Normally, everything under the bridge was still lit up, as it always was. But as we got closer, everything was dark. And I’m looking. And as my eyes adjusted, that’s when I saw that the bridge was completely down. And that’s when it was like, a wow moment, like just took a second to really comprehend what had happened.
A police officer pulled up and he said that there was a crew on the bridge and when it hit, they weren’t able to get that crew off. So I got on the radio and I gave my transmission basically saying that — and he said a cruise ship as well — I couldn’t see. It was dark. So he said cruise ship, so I said “Cruise ship apparently hit the Key Bridge. There’s an unknown number of workers in the water. But be advised, the Key Bridge is gone.”
And, at that point, dispatch was like, “Repeat.” And I repeated it. Somebody on another unit said something on the radio, and I verified that the Key Bridge was completely collapsed…
…When I got out of the engine, to talk to the police officer, I just remember it being eerily quiet. You didn’t hear anybody yelling. You didn’t hear anybody screaming. So at that point, you kind of, you kind of knew that this was a major, major event…
I just remember it being eerily quiet. You didn’t hear anybody yelling. You didn’t hear anybody screaming.
Captain Eric Stacharowski, Baltimore County Fire Department

Scott Ambrose, longshoreman and main character of documentary short, “Echoes from the Key Bridge: A Baltimore Longshoreman”
…I was ordered to the Dali at 7 p.m. I arrived at the Dali, and they were short a foreman that night… We finished our work at 11:00, which is great because I’m used to working at least ‘til midnight, if not 3 a.m. or even later 6 a.m., when I start a 7 p.m. shift. So, you know, I took that as a nice little treat for the day, and I went home… It was a nice night. I had the window open…
…My cat jumped up on the end table there by the window and was sound asleep and I was just, you know, spacing out, doing my thing, and, you know, next thing you know, it’s almost 1:00 am, and that’s when it happened.

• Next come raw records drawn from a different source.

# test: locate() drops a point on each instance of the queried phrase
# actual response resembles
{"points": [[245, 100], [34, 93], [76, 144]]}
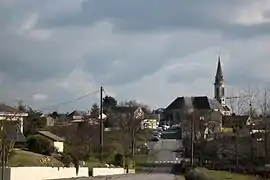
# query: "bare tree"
{"points": [[240, 98], [129, 124]]}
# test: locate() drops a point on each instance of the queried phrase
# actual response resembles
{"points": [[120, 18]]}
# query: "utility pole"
{"points": [[251, 132], [192, 139], [101, 123], [3, 160]]}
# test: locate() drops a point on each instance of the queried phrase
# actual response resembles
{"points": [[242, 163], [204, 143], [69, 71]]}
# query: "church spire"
{"points": [[219, 74], [219, 84]]}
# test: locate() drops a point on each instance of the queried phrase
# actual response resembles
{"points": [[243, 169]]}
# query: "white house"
{"points": [[149, 124], [8, 113], [57, 141]]}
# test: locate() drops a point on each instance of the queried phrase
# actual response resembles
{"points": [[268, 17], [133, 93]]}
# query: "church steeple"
{"points": [[219, 74], [219, 84]]}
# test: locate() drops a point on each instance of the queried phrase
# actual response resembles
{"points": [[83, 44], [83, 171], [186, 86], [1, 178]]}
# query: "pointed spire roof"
{"points": [[219, 74]]}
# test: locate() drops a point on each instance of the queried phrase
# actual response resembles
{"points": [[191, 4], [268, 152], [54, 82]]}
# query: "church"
{"points": [[200, 107]]}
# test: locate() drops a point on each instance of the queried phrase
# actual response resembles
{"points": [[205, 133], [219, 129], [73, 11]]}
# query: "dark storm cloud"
{"points": [[116, 72], [189, 76], [155, 15]]}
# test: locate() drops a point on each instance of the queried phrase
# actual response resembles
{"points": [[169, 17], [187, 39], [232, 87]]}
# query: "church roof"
{"points": [[197, 102], [219, 73]]}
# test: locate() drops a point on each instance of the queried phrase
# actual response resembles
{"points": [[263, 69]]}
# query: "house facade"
{"points": [[8, 113], [205, 112], [57, 142]]}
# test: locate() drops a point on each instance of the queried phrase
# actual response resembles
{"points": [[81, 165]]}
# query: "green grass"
{"points": [[224, 175], [26, 158], [93, 162]]}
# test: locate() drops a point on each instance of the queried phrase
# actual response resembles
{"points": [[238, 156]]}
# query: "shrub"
{"points": [[39, 144], [66, 159], [195, 174], [118, 160]]}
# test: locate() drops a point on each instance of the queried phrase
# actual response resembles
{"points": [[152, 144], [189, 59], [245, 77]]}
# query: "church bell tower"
{"points": [[219, 85]]}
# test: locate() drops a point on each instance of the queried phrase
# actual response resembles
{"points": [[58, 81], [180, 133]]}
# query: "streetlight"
{"points": [[191, 112]]}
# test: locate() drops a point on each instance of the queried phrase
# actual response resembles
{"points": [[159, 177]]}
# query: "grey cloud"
{"points": [[182, 75], [266, 14], [162, 15]]}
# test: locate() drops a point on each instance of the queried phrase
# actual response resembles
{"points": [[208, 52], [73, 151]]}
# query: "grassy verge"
{"points": [[93, 162], [26, 158], [224, 175]]}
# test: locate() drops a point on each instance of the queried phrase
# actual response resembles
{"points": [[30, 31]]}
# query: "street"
{"points": [[150, 176]]}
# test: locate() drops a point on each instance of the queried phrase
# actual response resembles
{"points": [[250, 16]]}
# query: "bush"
{"points": [[118, 160], [66, 159], [40, 145]]}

This roar came in, the house started shimmying a little bit, and, you know, it sounded like….the cat flew off of the end table, flew off, into the air, took off, and I pushed the screen out of the window, put my whole body out, looking out for what this noise….because as fast as it happened, I don’t even know if the cat hit the ground by the time it was down. It was so much sound so fast…
…the best way I can describe the sound is like a giant fork stuck in a giant garbage disposal…it was over as soon as it began…

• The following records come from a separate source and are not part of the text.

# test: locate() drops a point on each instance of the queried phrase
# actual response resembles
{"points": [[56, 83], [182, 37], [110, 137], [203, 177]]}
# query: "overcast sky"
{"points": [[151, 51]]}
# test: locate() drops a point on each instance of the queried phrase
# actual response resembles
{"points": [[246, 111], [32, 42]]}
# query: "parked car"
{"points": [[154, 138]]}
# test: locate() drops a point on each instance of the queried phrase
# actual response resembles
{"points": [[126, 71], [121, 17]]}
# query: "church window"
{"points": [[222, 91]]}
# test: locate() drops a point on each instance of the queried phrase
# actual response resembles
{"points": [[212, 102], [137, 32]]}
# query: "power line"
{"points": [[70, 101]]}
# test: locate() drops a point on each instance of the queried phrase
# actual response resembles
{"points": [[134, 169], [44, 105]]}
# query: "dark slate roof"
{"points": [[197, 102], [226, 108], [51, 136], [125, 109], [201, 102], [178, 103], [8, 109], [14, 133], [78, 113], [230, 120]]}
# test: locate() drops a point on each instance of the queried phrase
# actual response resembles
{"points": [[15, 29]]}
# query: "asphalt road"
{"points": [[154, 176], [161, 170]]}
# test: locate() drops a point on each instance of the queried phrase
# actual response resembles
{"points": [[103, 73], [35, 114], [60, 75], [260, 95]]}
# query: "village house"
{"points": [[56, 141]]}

…I got dressed and walked down to the shoreline. The best way to do that is to walk through Turner Station and even past Turner Station, across Broening Highway. I get close to the shoreline — well it’s all houses over there, there’s really no public access, but that didn’t matter. There was already 30 people standing on the waterfront property of all these people’s homes, so I just joined them. And sure enough, the bridge was in pieces. And there was the Dali, and then, that’s when panic set in. I experienced a panic attack that lasted 48 hours. I didn’t sleep for two days…
…During the salvage operations, and the rescue operations, there was a time in the middle there where it really dried up. I had to go on unemployment for a little while, and I was happy to have it, I was happy to have it as an option…We all went into survival mode, and just did what we had to do…I was waiting in line for food banks some weeks…

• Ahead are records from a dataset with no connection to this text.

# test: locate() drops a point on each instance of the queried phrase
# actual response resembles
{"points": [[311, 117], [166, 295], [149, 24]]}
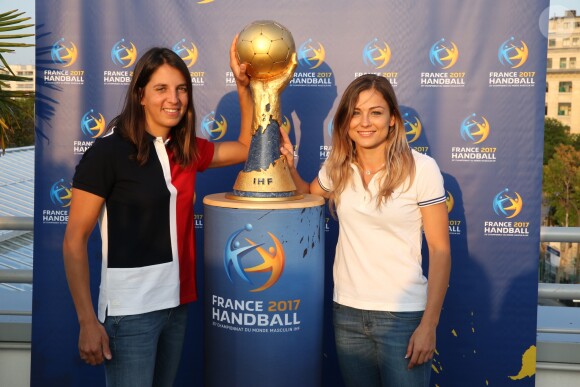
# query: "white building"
{"points": [[28, 71]]}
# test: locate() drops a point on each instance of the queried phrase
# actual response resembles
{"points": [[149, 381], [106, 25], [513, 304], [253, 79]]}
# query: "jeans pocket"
{"points": [[407, 316]]}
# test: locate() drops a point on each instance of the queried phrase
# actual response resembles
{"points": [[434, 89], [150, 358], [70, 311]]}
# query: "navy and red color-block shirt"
{"points": [[146, 224]]}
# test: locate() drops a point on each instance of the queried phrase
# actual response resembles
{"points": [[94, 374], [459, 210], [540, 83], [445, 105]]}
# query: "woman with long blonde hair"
{"points": [[385, 196]]}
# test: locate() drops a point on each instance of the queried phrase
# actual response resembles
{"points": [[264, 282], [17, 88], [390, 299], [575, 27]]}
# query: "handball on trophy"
{"points": [[266, 47]]}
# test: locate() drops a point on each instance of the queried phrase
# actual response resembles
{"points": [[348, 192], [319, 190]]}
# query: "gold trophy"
{"points": [[268, 50]]}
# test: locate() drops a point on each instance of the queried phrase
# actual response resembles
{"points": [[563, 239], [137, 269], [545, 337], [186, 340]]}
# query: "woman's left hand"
{"points": [[421, 346]]}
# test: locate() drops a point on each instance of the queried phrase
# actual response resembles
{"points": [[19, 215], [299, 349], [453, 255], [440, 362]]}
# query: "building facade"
{"points": [[28, 71], [563, 70]]}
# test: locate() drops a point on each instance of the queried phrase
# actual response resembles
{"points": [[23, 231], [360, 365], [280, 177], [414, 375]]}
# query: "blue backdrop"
{"points": [[470, 77]]}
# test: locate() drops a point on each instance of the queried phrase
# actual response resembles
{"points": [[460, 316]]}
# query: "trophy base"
{"points": [[263, 196]]}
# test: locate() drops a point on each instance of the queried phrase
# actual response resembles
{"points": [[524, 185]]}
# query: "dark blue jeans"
{"points": [[146, 347], [371, 347]]}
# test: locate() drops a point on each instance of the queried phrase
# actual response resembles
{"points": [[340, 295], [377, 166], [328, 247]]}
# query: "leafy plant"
{"points": [[10, 22]]}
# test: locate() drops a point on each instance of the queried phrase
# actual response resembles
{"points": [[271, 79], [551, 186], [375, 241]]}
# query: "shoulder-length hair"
{"points": [[131, 122], [399, 161]]}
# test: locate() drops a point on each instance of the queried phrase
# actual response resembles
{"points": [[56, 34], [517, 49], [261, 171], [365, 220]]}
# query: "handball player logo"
{"points": [[376, 54], [272, 259], [60, 193], [186, 51], [64, 54], [311, 55], [449, 202], [413, 127], [330, 127], [474, 129], [213, 129], [93, 124], [511, 54], [443, 54], [505, 204], [124, 54]]}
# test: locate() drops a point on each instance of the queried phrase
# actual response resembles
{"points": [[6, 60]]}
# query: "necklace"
{"points": [[371, 172]]}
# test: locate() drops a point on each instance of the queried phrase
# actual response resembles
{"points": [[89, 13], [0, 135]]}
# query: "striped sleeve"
{"points": [[323, 179], [429, 182]]}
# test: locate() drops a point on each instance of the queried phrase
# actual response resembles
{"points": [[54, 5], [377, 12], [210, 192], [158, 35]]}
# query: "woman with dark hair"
{"points": [[385, 195], [138, 181]]}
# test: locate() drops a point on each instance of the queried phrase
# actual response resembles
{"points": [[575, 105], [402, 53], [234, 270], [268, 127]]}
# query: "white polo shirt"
{"points": [[378, 255]]}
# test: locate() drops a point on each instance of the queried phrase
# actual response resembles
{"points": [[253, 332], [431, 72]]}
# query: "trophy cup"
{"points": [[264, 246], [268, 50]]}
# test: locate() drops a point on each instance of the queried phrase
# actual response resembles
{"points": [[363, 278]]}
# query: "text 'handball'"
{"points": [[266, 47]]}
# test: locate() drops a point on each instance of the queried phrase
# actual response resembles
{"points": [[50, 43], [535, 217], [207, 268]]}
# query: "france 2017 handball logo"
{"points": [[311, 55], [212, 128], [443, 54], [413, 127], [512, 54], [123, 54], [93, 124], [376, 54], [61, 193], [64, 54], [507, 205], [273, 259], [186, 51], [474, 129]]}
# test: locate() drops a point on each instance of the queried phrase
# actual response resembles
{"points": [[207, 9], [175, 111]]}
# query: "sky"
{"points": [[21, 55], [26, 55]]}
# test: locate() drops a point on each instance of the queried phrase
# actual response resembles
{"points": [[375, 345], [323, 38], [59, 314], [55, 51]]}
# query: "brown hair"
{"points": [[131, 122], [399, 161]]}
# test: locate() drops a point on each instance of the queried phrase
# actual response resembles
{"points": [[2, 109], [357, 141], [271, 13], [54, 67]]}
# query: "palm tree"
{"points": [[9, 22]]}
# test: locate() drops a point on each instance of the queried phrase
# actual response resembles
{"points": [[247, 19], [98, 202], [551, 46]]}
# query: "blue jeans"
{"points": [[146, 347], [371, 348]]}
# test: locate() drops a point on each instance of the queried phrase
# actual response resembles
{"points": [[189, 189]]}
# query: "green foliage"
{"points": [[23, 133], [562, 186], [10, 22], [555, 133]]}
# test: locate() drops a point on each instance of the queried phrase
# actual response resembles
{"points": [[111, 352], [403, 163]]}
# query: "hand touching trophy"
{"points": [[268, 49]]}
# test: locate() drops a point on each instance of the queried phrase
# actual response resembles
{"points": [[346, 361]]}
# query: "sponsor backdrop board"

…It was this — it wasn’t the World Trade Center, it wasn’t any of these recessions, it wasn’t covid, or anything else I’ve experienced — it was this that really opened my eyes to the fact that nothing is guaranteed…
…It was this — it wasn’t the World Trade Center, it wasn’t any of these recessions, it wasn’t covid, or anything else I’ve experienced — it was this that really opened my eyes to the fact that nothing is guaranteed…
Scott Ambrose, longshoreman
…I’d like to see something for the victims, definitely, immortalized on that bridge for certain.